Frequently Asked Questions

STI (Speech Transmission Index) is the full IEC 60268-16 metric and combines 7 octave bands × 14 modulation frequencies, i.e. 98 MTF values. RASTI is a simplified two-band outdoor approximation and is no longer recommended by the current standard. %ALcons (Articulation Loss of Consonants) is a percentage loss metric long used in the PA industry, with STI ≈ 0.5 corresponding roughly to %ALcons = 10%. STI is the international standard in building acoustics and is what this tool computes.
Typical targets are: offices and meeting rooms ≥ 0.60 (Good), classrooms and lecture halls ≥ 0.65 (children have roughly half the attention reserve of adults, so the bar is higher), theatres and concert halls for spoken passages ≥ 0.55, and EVAC evacuation announcements (IEC 60849) ≥ 0.50 as a legal requirement. Below STI = 0.45, word recognition drops sharply: listeners can tell that someone is speaking but cannot extract the message.
Reducing reverberation by adding absorption is the strongest single lever, but four other actions help: (1) increase signal level to gain SNR (above ≈ 80 dB it becomes intrusive), (2) move loudspeakers closer to listeners to boost the direct field (distributed ceiling arrays), (3) use directional column speakers to suppress reflections, and (4) lower the background noise from HVAC and so on. Sliding the directivity Q or the distance in this tool shows how the critical distance and the direct/reverberant balance change.
Speech carries its meaning in roughly 4-8 Hz syllabic modulation and 1-2 Hz stress patterns. Steeneken and Houtgast showed that measuring the MTF at fourteen modulation frequencies from 0.63 Hz to 12.5 Hz reproduces the perceived intelligibility of vowels and consonants very well. A long T60 flattens the MTF starting from the low end, but it is the loss in the 2-4 Hz syllable band that damages comprehension the most.

Real-World Applications

Schools and educational facilities: ANSI S12.60 and the Japanese JIS Z 8731 recommend T60 ≤ 0.6 s and background noise ≤ 35 dB(A) in classrooms for children, which roughly maps to STI ≥ 0.65. Rooms that fall short widen the achievement gap for early-grade pupils, hearing-impaired children and second-language learners. Designers run STI estimates like this tool early in the project to size absorbing ceilings, carpet and bookshelf placement.

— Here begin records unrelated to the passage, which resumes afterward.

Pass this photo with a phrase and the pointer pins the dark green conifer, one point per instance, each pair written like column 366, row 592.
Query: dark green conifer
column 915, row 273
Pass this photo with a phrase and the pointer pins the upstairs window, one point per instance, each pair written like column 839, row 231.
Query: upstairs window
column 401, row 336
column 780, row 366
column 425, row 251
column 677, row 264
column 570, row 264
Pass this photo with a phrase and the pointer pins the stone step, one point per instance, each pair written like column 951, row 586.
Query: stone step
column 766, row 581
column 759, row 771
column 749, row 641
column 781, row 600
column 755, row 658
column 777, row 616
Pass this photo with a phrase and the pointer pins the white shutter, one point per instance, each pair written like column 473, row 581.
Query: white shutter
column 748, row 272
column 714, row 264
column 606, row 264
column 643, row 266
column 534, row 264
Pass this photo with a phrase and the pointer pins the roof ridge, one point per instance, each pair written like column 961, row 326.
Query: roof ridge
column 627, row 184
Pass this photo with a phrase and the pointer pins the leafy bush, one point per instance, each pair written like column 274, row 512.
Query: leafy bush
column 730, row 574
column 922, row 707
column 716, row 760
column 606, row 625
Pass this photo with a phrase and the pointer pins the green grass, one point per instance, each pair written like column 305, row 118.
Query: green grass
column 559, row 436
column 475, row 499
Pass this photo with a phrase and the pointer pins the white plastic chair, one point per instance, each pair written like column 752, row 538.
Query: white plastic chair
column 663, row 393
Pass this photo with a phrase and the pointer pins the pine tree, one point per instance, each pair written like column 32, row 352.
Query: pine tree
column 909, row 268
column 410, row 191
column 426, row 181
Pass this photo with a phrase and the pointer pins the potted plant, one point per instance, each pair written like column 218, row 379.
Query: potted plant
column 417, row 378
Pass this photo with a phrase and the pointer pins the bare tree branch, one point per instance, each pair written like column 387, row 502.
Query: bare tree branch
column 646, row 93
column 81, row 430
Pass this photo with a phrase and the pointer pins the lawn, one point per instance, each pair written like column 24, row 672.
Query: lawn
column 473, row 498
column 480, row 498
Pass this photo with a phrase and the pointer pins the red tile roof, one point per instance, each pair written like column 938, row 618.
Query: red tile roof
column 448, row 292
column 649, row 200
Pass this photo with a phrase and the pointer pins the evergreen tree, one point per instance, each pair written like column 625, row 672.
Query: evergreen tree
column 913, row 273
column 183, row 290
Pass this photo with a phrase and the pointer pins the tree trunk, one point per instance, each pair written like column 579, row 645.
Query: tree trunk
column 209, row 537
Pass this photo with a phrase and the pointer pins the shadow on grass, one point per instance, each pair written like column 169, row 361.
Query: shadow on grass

EVAC and emergency public address: IEC 60849 / EN 54-16 and Japan's Fire Service Act all require an STI ≥ 0.50 at every seat for emergency announcements. In reverberant spaces like airport terminals, underground malls, large shopping centres and stadiums, distributed column-speaker layouts combined with DSP delay alignment are used so that direct and reflected sound add coherently at each listener.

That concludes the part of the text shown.